Geostatistical Analysis¶
Gstat¶
variogram_model¶
-
hydrobox.gstat.
variogram_model
(coordinates, values, effective_range, sill, nugget=0, n_lags=15, binning='even', maxlag='median', model='spherical', estimator='cressie', s=None, plot=True, ax=None)[source]¶ Variogram Function
Calculate a variogram from the given parameters. This function will not fit the theoretical function to the experimental function, but use the passed arguments.

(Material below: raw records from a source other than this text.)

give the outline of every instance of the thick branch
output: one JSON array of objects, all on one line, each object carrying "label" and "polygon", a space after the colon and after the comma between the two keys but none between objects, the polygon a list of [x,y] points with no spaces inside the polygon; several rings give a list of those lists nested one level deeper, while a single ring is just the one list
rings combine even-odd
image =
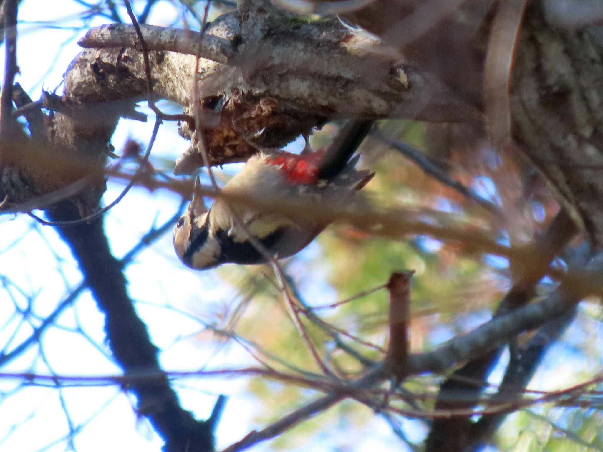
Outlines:
[{"label": "thick branch", "polygon": [[[50,212],[49,216],[55,221],[65,221],[77,219],[78,214],[72,204],[63,203]],[[107,339],[117,363],[126,375],[143,371],[157,375],[151,381],[134,381],[131,387],[138,398],[141,413],[165,440],[166,450],[213,450],[210,426],[197,421],[180,407],[159,367],[157,350],[128,296],[122,264],[111,254],[102,219],[57,230],[71,248],[99,309],[105,314]]]}]

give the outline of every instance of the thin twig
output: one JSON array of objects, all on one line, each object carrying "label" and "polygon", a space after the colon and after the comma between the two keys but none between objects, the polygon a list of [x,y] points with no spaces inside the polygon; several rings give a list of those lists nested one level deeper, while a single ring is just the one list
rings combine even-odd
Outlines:
[{"label": "thin twig", "polygon": [[[0,134],[10,133],[14,124],[13,83],[19,72],[17,66],[17,0],[4,0],[2,13],[4,18],[4,81],[0,96]],[[7,139],[5,137],[5,139]],[[2,165],[0,161],[0,165]]]},{"label": "thin twig", "polygon": [[368,290],[362,290],[362,292],[359,292],[355,295],[350,297],[348,298],[345,298],[344,300],[340,300],[339,301],[336,301],[334,303],[330,303],[330,304],[319,304],[316,306],[309,306],[308,307],[306,311],[317,311],[320,309],[330,309],[334,307],[337,307],[338,306],[341,306],[342,304],[346,304],[350,301],[354,301],[355,300],[358,300],[359,298],[362,298],[367,295],[370,295],[371,293],[374,293],[378,290],[380,290],[382,289],[384,289],[387,286],[387,284],[382,284],[380,286],[377,286],[376,287],[373,287],[373,289],[369,289]]},{"label": "thin twig", "polygon": [[406,143],[402,143],[395,140],[379,129],[375,129],[371,133],[371,137],[374,138],[378,141],[399,151],[406,157],[414,162],[426,174],[432,176],[444,185],[458,192],[466,198],[475,201],[491,213],[494,214],[501,219],[505,218],[502,212],[496,204],[481,196],[478,196],[460,182],[451,178],[446,171],[442,169],[441,166],[437,161],[434,160],[428,155],[425,155]]}]

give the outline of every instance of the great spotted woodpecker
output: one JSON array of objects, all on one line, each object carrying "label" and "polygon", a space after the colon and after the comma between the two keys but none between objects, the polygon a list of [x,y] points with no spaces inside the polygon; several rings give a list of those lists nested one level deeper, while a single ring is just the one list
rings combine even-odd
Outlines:
[{"label": "great spotted woodpecker", "polygon": [[[324,151],[303,155],[286,152],[260,153],[250,159],[222,189],[236,198],[268,202],[295,202],[303,206],[320,202],[341,208],[349,204],[356,192],[374,173],[356,171],[353,159],[336,175],[320,178]],[[276,210],[260,210],[244,203],[218,198],[207,210],[201,196],[194,195],[186,213],[174,230],[174,246],[182,262],[200,270],[226,263],[257,264],[266,262],[249,240],[253,236],[277,258],[288,257],[306,246],[330,222],[306,218],[302,221]],[[244,227],[241,224],[244,225]]]}]

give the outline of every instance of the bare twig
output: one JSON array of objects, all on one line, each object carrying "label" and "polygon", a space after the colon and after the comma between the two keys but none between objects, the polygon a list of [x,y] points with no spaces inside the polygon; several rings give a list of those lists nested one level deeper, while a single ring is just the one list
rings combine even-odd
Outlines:
[{"label": "bare twig", "polygon": [[148,160],[149,155],[151,155],[151,149],[153,149],[153,145],[155,143],[155,139],[157,138],[157,133],[159,130],[159,126],[161,125],[161,119],[157,118],[155,121],[155,125],[153,127],[153,133],[151,134],[151,139],[149,140],[149,143],[147,146],[147,152],[145,152],[144,156],[142,157],[140,163],[136,169],[136,173],[132,177],[131,180],[128,183],[128,184],[125,186],[121,193],[120,193],[118,196],[111,202],[110,204],[107,206],[103,207],[96,212],[95,212],[92,215],[89,215],[88,216],[81,218],[78,220],[72,220],[71,221],[65,221],[63,222],[57,222],[53,221],[46,221],[43,220],[41,218],[39,218],[35,216],[32,215],[36,218],[39,222],[44,225],[49,225],[51,226],[61,226],[61,227],[67,227],[67,226],[75,226],[77,225],[81,224],[82,223],[89,223],[91,221],[93,221],[97,218],[99,218],[103,215],[105,214],[106,212],[113,209],[113,207],[117,205],[117,204],[124,199],[130,189],[134,186],[134,184],[136,182],[136,179],[145,171],[147,171],[147,162]]},{"label": "bare twig", "polygon": [[[148,233],[144,235],[140,238],[140,241],[131,250],[127,253],[119,260],[119,263],[121,265],[122,268],[125,268],[128,263],[130,263],[130,262],[131,262],[132,259],[134,259],[134,257],[136,257],[138,253],[148,246],[153,242],[157,240],[166,232],[171,230],[174,227],[174,222],[178,219],[182,215],[183,207],[184,203],[183,202],[180,205],[180,208],[176,212],[175,215],[174,215],[171,218],[159,227],[152,228]],[[77,287],[72,289],[69,295],[60,303],[59,303],[52,312],[46,316],[42,324],[40,324],[40,325],[34,330],[33,333],[32,333],[32,334],[27,339],[23,341],[23,342],[22,342],[17,347],[14,347],[8,353],[5,354],[0,354],[0,367],[2,367],[5,364],[10,362],[17,357],[20,356],[25,350],[29,348],[29,347],[37,341],[39,341],[40,337],[42,336],[44,331],[48,327],[54,324],[54,321],[57,319],[59,315],[63,312],[63,311],[64,311],[69,306],[71,306],[72,303],[73,303],[77,297],[80,296],[80,294],[86,288],[87,286],[87,285],[86,282],[84,281],[81,283]]]},{"label": "bare twig", "polygon": [[497,146],[511,142],[511,72],[527,0],[498,4],[490,31],[484,74],[486,128]]},{"label": "bare twig", "polygon": [[498,207],[483,198],[478,196],[470,189],[466,187],[457,180],[455,180],[444,171],[441,165],[428,155],[415,149],[406,143],[402,143],[385,134],[380,130],[376,129],[371,133],[371,137],[390,146],[405,157],[414,162],[426,174],[435,178],[444,185],[450,187],[458,192],[466,198],[474,201],[488,212],[496,215],[499,218],[504,219],[504,215]]},{"label": "bare twig", "polygon": [[[133,24],[134,21],[132,22]],[[200,42],[201,34],[190,30],[154,25],[138,25],[137,30],[132,30],[128,25],[112,24],[92,28],[78,43],[83,47],[102,49],[134,48],[137,44],[142,45],[144,41],[147,51],[171,51],[185,55],[198,54],[207,60],[228,63],[229,58],[235,54],[231,43],[210,34],[204,35],[201,43]],[[141,35],[142,40],[140,39]]]},{"label": "bare twig", "polygon": [[390,291],[390,345],[385,357],[387,365],[397,375],[405,373],[409,353],[408,322],[410,315],[410,283],[414,271],[394,272],[387,283]]},{"label": "bare twig", "polygon": [[342,0],[341,1],[310,2],[308,0],[273,0],[273,3],[296,14],[321,15],[345,14],[358,11],[377,0]]},{"label": "bare twig", "polygon": [[[10,133],[14,124],[13,83],[19,72],[17,66],[17,0],[4,0],[2,14],[4,19],[4,80],[0,96],[0,134]],[[3,165],[0,160],[0,165]]]}]

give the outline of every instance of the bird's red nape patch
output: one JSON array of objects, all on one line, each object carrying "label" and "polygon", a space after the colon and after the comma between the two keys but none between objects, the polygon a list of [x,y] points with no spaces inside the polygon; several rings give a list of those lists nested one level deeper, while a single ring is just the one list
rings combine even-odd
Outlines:
[{"label": "bird's red nape patch", "polygon": [[292,184],[315,184],[318,181],[318,165],[326,151],[320,149],[304,155],[291,152],[280,152],[269,156],[266,163],[282,166],[283,173]]}]

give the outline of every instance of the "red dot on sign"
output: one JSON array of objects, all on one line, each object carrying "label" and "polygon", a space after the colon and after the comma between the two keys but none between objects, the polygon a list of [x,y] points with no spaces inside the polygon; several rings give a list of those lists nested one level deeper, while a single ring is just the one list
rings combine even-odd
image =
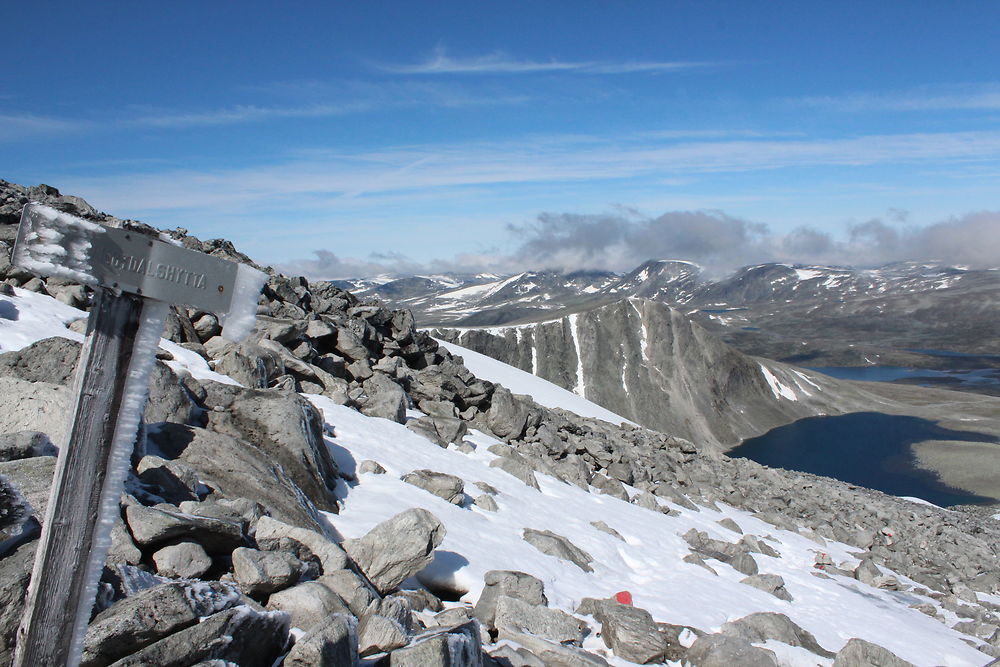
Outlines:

Parameters: - coordinates : numpy.ndarray
List of n-dimensional coordinates. Refer to scikit-gstat for more information of this parameter.
- values : numpy.ndarray
1D-array of observaitons. Has to match the length of the first axis of coordinates. Refer to scikit-gstat for more information of this parameter.
- effective_range : float
Effective range of the theoretical model function. Refer to scikit-gstat for more information of this parameter.
- sill : sill
Sill of the theoretical model function. Refer to scikit-gstat for more information of this parameter.
- nugget : float
Nugget of the theoretical model function. Defaults to 0 (no nugget effect included in the model). Refer to scikit-gstat for more information of this parameter.
- n_lags : int
Number of lag classes to be derived for the variogram. Refer to scikit-gstat for more information of this parameter.
- binning : str
Method used for calculating the lag class edges. Can be either ‘even’ (default) or ‘uniform’. ‘even’ will yield lag classes of same width, ‘uniform’ will assure a uniform distribution across all lag classes. Refer to scikit-gstat for more information of this parameter.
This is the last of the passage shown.